In another giant blow to gross executive overreach, the U.S. Supreme court earlier this morning struck down the bump stock ban instituted by the Department of Justice under the Trump Administration.

The vote on the matter was 6-to-3 in determining that the federal government was wrong to classify bump stocks as “machine guns.”

In his opinion for the majority, Justice Clarence Thomas wrote what most people who understand and are familiar with firearms have been thinking all along.

“Semi-automatic firearms, which require shooters to reengage the trigger for every shot, are not machine guns,” Justice Thomas wrote. “This case asks whether a bump stock—an accessory for a semi-automatic rifle that allows the shooter to rapidly reengage the trigger (and therefore achieve a high rate of fire)—converts the rifle into a ‘machine gun.’ We hold that it does not.

“A bump stock does not convert a semi-automatic rifle into a machine gun any more than a shooter with a lightning-fast trigger finger does.”

Thomas further wrote: “We hold that a semi-automatic rifle equipped with a bump stock is not a ‘machine gun’ because it cannot fire more than one shot ‘by a single function of the trigger.’ And, even if it could, it would not do so ‘automatically. ATF therefore exceeded its statutory authority by issuing a Rule that classifies bump stocks as machineguns.”

The case, Garland v. Cargill, revolved around the bump stock ban instituted by the DOJ and ATF after a horrible mass murder in Las Vegas in 2017. While instituted by the Trump Administration, the Biden Administration has been defending the ban in court.
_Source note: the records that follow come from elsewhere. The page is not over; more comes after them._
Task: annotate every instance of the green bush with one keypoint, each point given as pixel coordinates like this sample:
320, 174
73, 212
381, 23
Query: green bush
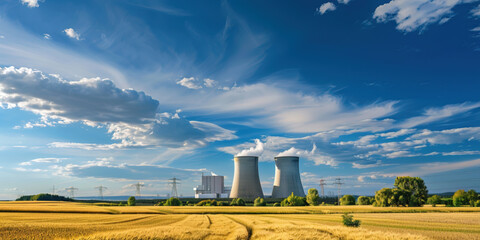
347, 200
173, 202
43, 197
362, 200
312, 197
460, 198
434, 200
259, 202
237, 202
349, 222
208, 202
472, 197
293, 200
131, 201
416, 188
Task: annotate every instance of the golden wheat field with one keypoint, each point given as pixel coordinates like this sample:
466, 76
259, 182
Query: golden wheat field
57, 220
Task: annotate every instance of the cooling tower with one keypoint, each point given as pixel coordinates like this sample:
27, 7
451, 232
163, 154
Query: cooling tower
246, 183
287, 178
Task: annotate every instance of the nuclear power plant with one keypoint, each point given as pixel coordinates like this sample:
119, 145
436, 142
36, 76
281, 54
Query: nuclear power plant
246, 182
287, 178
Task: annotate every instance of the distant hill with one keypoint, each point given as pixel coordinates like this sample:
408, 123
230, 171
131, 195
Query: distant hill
44, 197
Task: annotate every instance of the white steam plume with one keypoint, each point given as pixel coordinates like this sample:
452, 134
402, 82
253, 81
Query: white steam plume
253, 151
293, 152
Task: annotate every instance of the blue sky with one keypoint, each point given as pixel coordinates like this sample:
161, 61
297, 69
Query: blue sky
118, 92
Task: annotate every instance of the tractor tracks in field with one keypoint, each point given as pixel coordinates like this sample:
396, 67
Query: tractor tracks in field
248, 228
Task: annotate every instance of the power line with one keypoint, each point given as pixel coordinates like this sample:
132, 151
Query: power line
339, 183
174, 183
100, 190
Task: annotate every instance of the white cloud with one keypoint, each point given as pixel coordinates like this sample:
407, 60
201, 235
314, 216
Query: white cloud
399, 133
209, 82
189, 83
22, 48
71, 33
30, 3
476, 11
281, 108
270, 147
425, 169
448, 136
461, 153
436, 114
329, 6
252, 151
411, 15
130, 116
364, 166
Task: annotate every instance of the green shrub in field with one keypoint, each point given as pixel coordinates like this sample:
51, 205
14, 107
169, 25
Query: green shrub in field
208, 202
293, 200
460, 198
349, 222
362, 200
312, 197
173, 202
472, 197
347, 200
131, 201
237, 202
417, 190
44, 197
434, 200
259, 202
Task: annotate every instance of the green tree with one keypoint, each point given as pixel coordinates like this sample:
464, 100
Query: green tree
312, 197
472, 197
293, 200
434, 200
237, 202
347, 200
460, 198
349, 222
259, 202
131, 201
362, 200
416, 186
173, 202
383, 197
400, 197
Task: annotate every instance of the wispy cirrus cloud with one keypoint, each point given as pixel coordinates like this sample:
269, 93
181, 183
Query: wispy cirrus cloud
30, 3
412, 15
326, 7
71, 33
132, 117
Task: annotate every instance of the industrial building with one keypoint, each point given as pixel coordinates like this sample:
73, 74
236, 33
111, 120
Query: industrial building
246, 182
212, 187
287, 178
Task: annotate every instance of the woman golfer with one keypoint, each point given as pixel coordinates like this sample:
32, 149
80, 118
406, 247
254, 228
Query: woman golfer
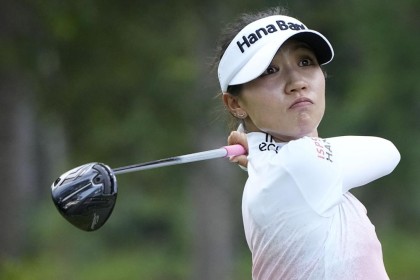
300, 220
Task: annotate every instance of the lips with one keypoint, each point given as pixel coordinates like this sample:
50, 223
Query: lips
301, 102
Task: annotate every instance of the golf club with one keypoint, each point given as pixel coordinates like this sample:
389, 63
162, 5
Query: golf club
86, 195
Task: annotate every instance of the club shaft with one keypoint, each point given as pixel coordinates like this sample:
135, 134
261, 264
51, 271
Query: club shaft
233, 150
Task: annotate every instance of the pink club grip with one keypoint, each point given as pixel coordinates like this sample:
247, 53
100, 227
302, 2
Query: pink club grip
234, 150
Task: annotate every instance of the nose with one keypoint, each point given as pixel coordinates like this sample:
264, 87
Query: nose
295, 83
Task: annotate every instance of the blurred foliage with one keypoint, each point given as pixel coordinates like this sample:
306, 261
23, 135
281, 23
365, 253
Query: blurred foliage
120, 80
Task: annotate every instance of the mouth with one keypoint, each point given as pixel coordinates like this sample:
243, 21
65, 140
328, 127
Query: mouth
301, 102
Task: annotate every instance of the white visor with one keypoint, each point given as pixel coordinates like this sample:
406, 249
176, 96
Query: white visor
254, 47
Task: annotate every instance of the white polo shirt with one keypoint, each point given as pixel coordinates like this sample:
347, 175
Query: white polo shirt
300, 220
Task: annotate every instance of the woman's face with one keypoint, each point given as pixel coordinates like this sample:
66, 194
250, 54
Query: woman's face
288, 99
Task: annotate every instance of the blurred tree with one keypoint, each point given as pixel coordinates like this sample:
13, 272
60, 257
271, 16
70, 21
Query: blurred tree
17, 125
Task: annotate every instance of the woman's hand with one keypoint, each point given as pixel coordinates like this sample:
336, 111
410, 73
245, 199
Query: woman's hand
237, 137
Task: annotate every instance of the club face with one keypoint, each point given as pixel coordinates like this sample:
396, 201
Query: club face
85, 196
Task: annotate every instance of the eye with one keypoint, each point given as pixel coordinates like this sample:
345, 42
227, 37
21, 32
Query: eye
270, 70
306, 62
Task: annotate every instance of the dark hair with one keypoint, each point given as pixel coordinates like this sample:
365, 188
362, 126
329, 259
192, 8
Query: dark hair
230, 31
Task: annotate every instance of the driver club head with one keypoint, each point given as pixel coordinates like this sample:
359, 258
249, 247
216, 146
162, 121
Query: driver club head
85, 196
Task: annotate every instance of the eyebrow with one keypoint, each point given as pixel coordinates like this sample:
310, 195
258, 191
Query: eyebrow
303, 45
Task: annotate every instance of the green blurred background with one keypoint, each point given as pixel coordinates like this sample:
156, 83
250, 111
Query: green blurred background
123, 82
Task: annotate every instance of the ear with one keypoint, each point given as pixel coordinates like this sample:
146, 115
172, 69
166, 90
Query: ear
232, 104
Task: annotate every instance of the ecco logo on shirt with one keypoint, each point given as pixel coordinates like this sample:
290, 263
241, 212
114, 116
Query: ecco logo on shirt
268, 147
323, 149
269, 144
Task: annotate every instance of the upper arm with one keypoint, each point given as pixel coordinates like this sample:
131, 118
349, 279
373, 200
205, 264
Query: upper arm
364, 159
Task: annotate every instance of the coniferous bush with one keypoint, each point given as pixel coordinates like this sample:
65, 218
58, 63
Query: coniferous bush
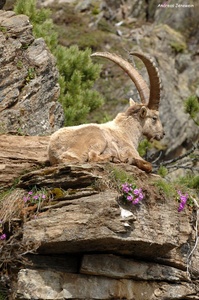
77, 71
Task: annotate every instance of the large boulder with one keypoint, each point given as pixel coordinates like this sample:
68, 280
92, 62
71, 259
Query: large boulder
28, 80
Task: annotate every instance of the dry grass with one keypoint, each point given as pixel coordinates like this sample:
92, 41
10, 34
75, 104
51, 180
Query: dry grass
11, 205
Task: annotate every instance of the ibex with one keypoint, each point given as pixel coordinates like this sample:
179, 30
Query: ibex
117, 140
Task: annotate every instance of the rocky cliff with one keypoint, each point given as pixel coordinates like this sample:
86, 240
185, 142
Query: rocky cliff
66, 231
83, 241
28, 80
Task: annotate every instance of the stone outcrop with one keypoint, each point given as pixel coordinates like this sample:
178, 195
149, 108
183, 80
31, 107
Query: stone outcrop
90, 245
28, 80
83, 241
87, 243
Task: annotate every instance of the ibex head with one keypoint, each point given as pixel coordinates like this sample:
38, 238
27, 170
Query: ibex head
147, 111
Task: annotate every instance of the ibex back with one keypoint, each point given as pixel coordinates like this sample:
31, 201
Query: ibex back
117, 140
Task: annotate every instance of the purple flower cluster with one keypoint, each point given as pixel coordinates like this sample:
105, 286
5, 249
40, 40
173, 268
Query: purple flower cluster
33, 198
132, 193
183, 200
3, 236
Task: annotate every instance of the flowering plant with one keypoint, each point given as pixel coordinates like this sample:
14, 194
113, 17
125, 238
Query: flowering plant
132, 193
183, 200
2, 235
34, 197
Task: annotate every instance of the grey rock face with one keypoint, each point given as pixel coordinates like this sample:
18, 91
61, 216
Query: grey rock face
28, 80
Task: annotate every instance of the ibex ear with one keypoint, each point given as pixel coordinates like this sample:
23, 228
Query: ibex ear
131, 102
143, 112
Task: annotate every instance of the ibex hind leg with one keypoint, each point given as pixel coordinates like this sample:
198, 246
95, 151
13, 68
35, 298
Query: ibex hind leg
95, 156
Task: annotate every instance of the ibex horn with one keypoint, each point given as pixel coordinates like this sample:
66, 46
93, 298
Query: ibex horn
154, 79
138, 80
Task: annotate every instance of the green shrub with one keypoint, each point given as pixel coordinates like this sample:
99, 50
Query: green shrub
77, 71
192, 108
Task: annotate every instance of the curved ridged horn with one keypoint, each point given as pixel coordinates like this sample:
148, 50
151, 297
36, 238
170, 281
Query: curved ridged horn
138, 80
154, 79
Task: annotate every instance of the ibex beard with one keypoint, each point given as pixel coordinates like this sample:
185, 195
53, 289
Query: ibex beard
115, 141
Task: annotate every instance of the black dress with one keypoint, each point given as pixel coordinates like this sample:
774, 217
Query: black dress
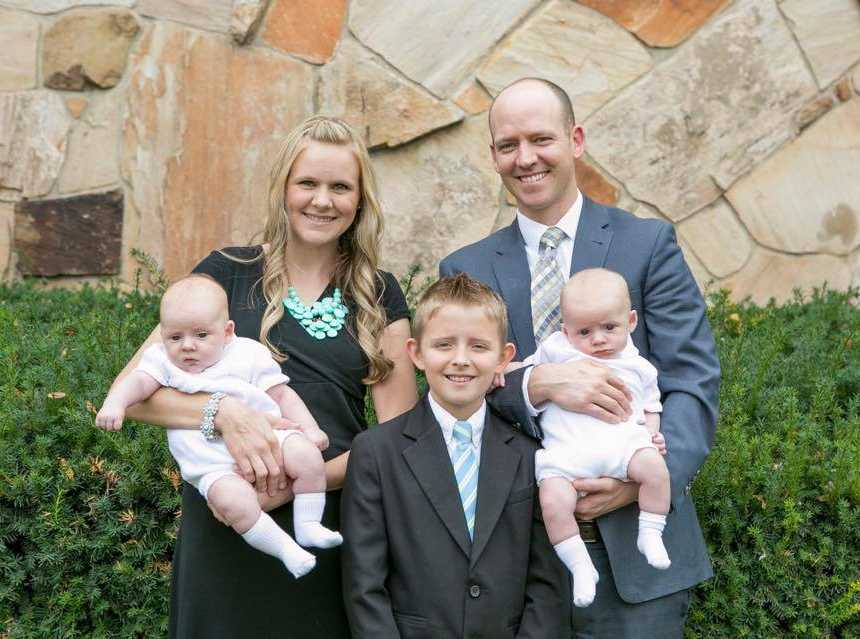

Writing for the liberal minority, Justice Sonia Sotomayor criticized the majority justices for a decision that she said would lead to “deadly consequences.”

“When I see a bird that walks like a duck, swims like a duck, and quacks like a duck, I call that bird a duck,” Justice Sotomayor wrote. “A bump-stock-equipped semi-automatic rifle fires ‘automatically more than one shot, without manual reloading, by a single function of the trigger.’ Because I, like Congress, call that a machine gun, I respectfully dissent.”

Justice Sotomayor was joined on the minority by Justices Elena Kagan and Ketanji Brown Jackson. Along with Justice Thomas, other justices voting with the majority included John Roberts, Samuel Alito, Neil Gorsuch, Brett Kavanaugh and Amy Coney Barrett.